I noted yesterday the peculiarity of The Guardian's publishing an article purporting to be about Bernard Kouchner by someone who doesn't speak French, has no background in French politics, and evinces no knowledge of the central aspects of the new foreign minister's long and notable career. That, I'm afraid, is just to start with. Let us now turn to the argument - such as it is - of the article, by the blogger Neil Clark, who writes:
It's not a bad reward for being proved wrong. Bernard Kouchner, alone among prominent members of the French Socialist party in welcoming US-led military intervention against Iraq, has ended up not in the political doghouse but in the Quai D'Orsay, as the foreign minister of France.

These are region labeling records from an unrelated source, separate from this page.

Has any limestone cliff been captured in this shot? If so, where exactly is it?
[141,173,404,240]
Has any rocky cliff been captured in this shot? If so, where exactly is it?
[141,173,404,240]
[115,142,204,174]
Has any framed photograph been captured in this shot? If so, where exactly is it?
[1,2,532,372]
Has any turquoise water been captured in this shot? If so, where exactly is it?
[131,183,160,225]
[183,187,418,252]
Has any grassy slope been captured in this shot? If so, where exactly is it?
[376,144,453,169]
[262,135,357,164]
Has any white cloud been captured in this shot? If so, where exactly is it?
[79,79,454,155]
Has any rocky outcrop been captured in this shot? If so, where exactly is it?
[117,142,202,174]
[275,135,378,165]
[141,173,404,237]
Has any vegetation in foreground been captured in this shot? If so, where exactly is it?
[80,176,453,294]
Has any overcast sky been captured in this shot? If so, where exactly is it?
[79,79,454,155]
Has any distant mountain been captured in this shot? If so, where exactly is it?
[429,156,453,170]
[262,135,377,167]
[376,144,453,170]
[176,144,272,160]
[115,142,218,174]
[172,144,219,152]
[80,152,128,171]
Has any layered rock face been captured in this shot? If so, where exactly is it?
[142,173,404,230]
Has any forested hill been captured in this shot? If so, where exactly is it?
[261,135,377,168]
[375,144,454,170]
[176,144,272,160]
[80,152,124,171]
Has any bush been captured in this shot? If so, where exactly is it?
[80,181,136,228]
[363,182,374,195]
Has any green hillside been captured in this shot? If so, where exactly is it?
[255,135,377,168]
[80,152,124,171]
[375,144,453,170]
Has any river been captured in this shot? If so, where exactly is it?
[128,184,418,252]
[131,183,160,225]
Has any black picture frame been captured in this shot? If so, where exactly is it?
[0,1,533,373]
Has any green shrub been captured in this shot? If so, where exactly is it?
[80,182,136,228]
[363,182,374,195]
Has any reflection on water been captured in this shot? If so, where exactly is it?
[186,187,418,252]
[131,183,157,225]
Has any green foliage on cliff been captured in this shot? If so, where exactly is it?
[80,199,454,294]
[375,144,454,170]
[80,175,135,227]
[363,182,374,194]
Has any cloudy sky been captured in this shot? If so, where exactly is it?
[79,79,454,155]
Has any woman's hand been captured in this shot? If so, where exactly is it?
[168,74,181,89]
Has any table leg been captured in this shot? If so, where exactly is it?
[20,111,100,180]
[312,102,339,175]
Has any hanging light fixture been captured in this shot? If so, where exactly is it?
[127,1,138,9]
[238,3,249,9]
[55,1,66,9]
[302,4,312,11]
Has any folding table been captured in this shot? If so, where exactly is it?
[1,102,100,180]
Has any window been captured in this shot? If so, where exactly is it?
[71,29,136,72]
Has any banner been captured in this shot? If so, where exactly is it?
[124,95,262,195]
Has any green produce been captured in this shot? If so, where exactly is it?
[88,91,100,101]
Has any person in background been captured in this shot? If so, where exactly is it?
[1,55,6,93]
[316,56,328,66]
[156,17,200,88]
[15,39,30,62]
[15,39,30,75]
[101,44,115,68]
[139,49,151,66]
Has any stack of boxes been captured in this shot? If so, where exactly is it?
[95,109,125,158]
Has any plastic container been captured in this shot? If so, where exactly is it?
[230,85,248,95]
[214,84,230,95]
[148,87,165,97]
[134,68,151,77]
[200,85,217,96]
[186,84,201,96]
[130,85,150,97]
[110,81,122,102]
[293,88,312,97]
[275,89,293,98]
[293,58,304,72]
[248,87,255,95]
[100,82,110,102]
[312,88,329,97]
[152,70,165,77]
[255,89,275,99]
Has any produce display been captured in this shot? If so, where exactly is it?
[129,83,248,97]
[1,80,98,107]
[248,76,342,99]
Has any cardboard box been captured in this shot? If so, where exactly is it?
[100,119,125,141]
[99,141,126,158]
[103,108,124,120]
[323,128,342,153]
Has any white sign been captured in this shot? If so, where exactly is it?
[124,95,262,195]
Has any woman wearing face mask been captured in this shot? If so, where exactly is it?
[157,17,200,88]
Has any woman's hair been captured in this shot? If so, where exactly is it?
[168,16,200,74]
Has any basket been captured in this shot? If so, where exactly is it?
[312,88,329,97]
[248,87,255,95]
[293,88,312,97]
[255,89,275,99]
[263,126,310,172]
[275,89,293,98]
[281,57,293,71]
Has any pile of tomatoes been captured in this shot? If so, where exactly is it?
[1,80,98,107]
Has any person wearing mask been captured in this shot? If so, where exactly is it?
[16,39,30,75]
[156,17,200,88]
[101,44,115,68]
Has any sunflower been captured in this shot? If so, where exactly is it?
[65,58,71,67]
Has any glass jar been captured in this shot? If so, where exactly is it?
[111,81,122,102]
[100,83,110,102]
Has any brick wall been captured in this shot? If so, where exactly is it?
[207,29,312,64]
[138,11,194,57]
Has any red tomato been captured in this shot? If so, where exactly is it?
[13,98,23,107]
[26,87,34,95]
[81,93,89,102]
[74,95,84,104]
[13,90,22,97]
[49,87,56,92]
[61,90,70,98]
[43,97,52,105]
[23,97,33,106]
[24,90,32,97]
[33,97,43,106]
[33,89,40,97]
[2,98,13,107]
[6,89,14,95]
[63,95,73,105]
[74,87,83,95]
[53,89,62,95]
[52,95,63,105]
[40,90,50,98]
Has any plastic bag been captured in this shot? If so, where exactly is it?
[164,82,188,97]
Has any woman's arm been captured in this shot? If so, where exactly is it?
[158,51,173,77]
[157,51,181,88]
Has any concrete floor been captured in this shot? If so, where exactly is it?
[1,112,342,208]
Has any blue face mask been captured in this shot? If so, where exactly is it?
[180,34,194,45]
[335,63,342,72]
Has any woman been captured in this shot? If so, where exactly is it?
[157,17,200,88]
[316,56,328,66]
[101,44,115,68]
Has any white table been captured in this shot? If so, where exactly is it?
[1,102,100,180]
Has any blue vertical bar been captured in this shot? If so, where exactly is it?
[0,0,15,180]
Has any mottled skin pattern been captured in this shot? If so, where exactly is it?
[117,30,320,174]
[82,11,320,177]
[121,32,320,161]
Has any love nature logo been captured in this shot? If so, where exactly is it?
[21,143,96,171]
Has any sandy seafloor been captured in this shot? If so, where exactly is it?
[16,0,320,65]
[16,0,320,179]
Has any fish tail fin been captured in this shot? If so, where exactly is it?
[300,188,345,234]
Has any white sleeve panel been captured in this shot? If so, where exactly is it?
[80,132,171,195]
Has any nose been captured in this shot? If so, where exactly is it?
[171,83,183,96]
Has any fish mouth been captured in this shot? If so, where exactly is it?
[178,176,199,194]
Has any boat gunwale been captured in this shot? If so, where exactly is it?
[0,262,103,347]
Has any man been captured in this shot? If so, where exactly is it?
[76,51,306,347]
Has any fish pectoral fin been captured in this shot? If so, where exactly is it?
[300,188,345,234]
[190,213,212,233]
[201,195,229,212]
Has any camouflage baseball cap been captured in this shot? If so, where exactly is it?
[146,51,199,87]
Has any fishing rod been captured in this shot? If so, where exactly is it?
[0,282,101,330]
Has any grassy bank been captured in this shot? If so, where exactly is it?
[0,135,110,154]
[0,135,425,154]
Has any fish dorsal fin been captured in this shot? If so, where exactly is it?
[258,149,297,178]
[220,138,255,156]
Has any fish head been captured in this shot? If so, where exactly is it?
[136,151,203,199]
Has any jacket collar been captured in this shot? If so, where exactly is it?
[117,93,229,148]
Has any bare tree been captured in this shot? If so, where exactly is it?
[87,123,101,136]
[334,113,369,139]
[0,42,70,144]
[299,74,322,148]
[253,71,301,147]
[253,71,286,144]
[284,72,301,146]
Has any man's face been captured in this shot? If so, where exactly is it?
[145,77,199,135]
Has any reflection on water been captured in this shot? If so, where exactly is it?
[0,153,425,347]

Here, by contrast, is an article from Le Monde last Friday, entitled "La dernière mission du docteur Kouchner", which quotes the foreign minister directly:
Sur l'Irak, il rappelle que, sans partager le ton de la diplomatie française à l'époque, il était contre la guerre. "Ma position, nous dit-il, c'est celle que j'ai exposée dans un point de vue intitulé "Ni la guerre ni Saddam", publié par Le Monde le 4 février 2003", alors que les troupes anglo-américaines se préparaient à l'assaut. "C'est la seule que j'aie défendue, et j'écrivais : "Avant tout, nous souhaitons que les membres du Conseil de sécurité (de l'ONU) organisent sans délai une conférence internationale qui mette en lumière les exactions de Saddam Hussein et amplifie la pression conduisant à son départ, au lieu de tout faire pour fabriquer un nouveau héros. Nous ne souhaitons pas la guerre, mais nous ne voulons pas que le martyre du peuple irakien se poursuive. Non à la guerre, non à Saddam Hussein.""
Here is my translation (the ellipses indicate merely where I have taken out the reporters' interpolations):
Regarding Iraq, [Kouchner] recalls that, without sharing the tone of French diplomacy at the time, he opposed the war. "My position ... is the one I expounded in a viewpoint entitled 'Neither war nor Saddam', published in Le Monde on 4 February, 2003.... It is the only one I have defended. I wrote: 'Above all, we wish the members of the UN Security Council to organise without delay an international conference to make clear the abuses of power of Saddam Hussein and increase the pressure leading to his departure, instead of doing everything to manufacture a new hero. We do not wish for war, but we do not want the martyrdom of the Iraqi people to continue. No to war, no to Saddam Hussein.""
It was, indeed, a very different tone from that of President Chirac's diplomacy. For reasons I argued here, in a review of Paul Berman's fine book Power and the Idealists, I doubt that Kouchner's proposals could have succeeded; a rupture in European diplomacy was inevitable. But I wish they'd been tried, and that Kouchner had been a leading figure with Tony Blair in influencing policy towards Saddam. Many disasters for the people of Iraq might have been mitigated or avoided that way.
Counterfactuals about European diplomacy, while of great historical interest, are not however the subject of this post, which can be stated succinctly. The central "fact" of Clark's article is wrong. Kouchner opposed military intervention in Iraq; he said so at the time, and publicly. How much more public can you get than writing an opinion column in one of the world's great newspapers? Clark, in short, wrote an article on a subject that he knew literally not the first thing about, and that anyone reading the French press last week would have been more competent to discuss. Clark was never going to be in that fortunate position, because he can't read French, but it would still have been possible for him to test his thesis against the evidence of Kouchner's well publicised contemporary statements in English. Here, for example, is a report of a lecture he gave at Harvard in March 2003:
While strongly denouncing war in Iraq, Doctors Without Borders (Médecins Sans Frontieres) founder Bernard Kouchner called for the removal of Iraqi leader Saddam Hussein from power at a special lecture, "Iraq: The International Dilemma," on March 14 in Snyder Auditorium.... An audience member who identified himself as an Iraqi insisted there is no alternative to the war, but Kouchner replied that removal of Hussein "by any means" is not the way to go.
For good measure, Clark's article goes on to condemn "the pro-war Democratic senator Joe Lieberman". It's a comparatively small point, but Lieberman in fact was returned to the Senate in 2006 running as an Independent, and is listed in Senate records as an "Independent Democrat".
Whether you agree with him or not, Bernard Kouchner is - quite apart from his diplomatic office - among the most significant figures in European public life. He, his compatriots and The Guardian's readers deserve better than this.